To me, New Nordic cuisine had a big shoes to fill since we had been learning and hearing of it ever since the start of the program. My initial impression of the term New Nordic cuisine was that it would be historic, stereotypical Viking food (such as breads, porridge, and tough, dried, aged meats) but with a modern French cuisine twist. When we first began our readings and studies of New Nordic food, however, I never realized this kind of food was palpable. I was so excited by the Denmark television episodes we watched in the DIS theater. A segment that stood out to me was when a group of chefs were sampling one of their dishes, to which the head chef remarked that the sunflower sprouts should be picked sooner to achieve a more desirable flavor. Not only was the concept of eating something like sunflower sprouts so quirky to me, but I loved the concept eating foods “out of peak season.” Also, in the New Nordic Cuisine Manifesto, I loved how New Nordic cuisine utilizes the environment to flavor their food. The location, temperature, harvest time, and even plant stress all affects the flavor of the food product—such as growing carrots in winter to intentionally stunt their growth. I felt like the concept of New Nordic cuisine challenges convention. Who is to say a tomato needs to be ripe to be eaten and enjoyed? An unripen tomato provides a unique flavor in its own.
I appreciated the idea of New Nordic food, but as we made our way to Höst on our last official day of the course, I was skeptical. I have mixed feelings towards the concept of “fine dining.” I often feel that paying a high price at a restaurant ultimately yields a more positive, high-quality service and experience as opposed to a more delectable meal. Was Höst and New Nordic food nothing more than fluff?
The restaurant was down-to-earth, and as one of my classmates described, like eating in a barn house (but a fancy barn house!). We had a private room to ourselves in the basement. The table was uneven and rustic. No music was playing over the speakers, allowing us all to connect and socialize at a comfortable level. Bread in a bowl of hay next to still and sparkling water was at our table as we waited for all our guests to arrive. Once everyone was seated and settled, our waitress greeted us and explained the number of courses for the evening.

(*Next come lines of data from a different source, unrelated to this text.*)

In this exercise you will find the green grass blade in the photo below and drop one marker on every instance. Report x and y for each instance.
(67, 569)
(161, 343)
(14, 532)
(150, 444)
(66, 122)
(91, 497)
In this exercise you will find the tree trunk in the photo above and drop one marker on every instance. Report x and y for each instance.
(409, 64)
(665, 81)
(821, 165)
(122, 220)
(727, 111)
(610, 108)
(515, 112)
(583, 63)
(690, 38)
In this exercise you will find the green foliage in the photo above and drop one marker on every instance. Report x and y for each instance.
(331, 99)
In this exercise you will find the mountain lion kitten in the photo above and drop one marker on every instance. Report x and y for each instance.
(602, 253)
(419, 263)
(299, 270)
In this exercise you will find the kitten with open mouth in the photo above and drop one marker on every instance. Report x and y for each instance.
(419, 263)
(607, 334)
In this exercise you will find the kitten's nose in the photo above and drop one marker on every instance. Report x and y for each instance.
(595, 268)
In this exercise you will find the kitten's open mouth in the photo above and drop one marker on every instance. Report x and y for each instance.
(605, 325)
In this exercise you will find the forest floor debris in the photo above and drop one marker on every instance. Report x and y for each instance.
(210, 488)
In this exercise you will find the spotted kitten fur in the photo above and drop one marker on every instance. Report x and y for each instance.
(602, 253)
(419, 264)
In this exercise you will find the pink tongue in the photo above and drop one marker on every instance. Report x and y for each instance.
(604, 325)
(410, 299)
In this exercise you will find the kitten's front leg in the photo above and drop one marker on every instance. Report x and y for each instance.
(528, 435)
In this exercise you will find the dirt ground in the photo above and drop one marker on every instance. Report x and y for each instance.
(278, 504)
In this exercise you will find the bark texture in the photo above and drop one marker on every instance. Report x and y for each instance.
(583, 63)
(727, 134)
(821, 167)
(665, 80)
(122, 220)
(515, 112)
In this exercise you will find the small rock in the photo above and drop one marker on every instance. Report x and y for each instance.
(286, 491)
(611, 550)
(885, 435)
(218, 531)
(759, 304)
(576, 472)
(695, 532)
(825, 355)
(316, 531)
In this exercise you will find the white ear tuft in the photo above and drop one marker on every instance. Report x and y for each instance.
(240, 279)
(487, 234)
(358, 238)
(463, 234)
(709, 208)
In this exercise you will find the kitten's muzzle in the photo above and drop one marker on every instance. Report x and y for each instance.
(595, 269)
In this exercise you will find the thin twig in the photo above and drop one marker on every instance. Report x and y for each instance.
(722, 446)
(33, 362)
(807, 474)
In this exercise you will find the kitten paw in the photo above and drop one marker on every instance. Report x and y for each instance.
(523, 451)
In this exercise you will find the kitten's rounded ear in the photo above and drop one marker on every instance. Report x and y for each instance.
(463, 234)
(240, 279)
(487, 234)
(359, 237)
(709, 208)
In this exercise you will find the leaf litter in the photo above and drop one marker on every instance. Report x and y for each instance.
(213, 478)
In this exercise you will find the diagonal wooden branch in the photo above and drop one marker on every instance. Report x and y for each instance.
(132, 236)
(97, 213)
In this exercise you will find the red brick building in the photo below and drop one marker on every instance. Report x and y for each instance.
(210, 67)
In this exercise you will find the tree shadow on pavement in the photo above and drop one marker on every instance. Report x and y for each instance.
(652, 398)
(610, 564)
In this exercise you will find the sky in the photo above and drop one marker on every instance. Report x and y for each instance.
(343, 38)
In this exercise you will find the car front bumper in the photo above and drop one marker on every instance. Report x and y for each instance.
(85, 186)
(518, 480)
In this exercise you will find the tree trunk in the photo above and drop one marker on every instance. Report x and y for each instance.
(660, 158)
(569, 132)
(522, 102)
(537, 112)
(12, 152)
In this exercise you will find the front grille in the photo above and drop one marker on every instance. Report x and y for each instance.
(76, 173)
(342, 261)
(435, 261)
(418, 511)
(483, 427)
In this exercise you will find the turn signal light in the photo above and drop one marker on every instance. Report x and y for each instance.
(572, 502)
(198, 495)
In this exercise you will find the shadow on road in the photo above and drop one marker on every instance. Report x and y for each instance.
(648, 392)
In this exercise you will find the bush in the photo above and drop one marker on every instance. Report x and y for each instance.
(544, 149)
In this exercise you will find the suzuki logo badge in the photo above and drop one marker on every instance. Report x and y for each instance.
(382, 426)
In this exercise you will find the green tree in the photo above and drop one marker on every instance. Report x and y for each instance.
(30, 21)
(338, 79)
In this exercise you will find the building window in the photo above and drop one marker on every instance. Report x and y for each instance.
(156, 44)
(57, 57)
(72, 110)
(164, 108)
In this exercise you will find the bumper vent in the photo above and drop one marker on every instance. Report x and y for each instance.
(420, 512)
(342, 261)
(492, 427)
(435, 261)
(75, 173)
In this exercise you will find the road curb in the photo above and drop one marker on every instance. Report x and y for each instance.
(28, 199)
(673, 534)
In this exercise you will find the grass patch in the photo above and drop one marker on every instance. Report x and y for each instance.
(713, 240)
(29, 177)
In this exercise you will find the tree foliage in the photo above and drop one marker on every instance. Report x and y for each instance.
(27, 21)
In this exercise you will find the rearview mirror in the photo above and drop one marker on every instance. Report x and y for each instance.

Our first meal was minimalist appetizer: a shrimp-based dish served with a single radish and smoked mayo atop a plate of charcoal rocks. Our first course, and my favorite of the night, was a salmon-based dish served with fresh sprouts and horseradish sauce. Our next course was unexpected. We all exclaimed, “It’s a taco!” although it resembled more of a chicken salad inside a pancake/crepe. Then we met our main course, a fish-based dish and asparagus, followed by two deserts: ice cream frozen by liquid nitrogen garnished with a pickled, caramelized pine cone and another ice cream dish severed with strawberries, fennel sprouts, and a sweet crumb. In my opinion, the quality of the dishes was outstanding. The flavors were genuinely unique and difficult to describe. Perhaps the most creative dish was the ice cream and fennel sprouts; it was such an uncommon combination, yet the textures complimented one another and created a new way to enjoy both ingredients.
I never thought I would be one to feel this way, but I absolutely want to try New Nordic food again and bring my loved ones into this new world of food. Perhaps this is the botanist and outdoor-enthusiast in me, but I loved how earthy our New Nordic food was. As abstract as this may sound, eating the dishes evoked feelings of nostalgia. Eating pine cones, malt bread, and fried marigold reminded me of mountain tops, meadows, and valleys I’ve visited on hikes and in the back woods of Georgia—and I feel that a meal which can transport you through time (and tastes good too!) is worth trying over and over again… should my funds permit!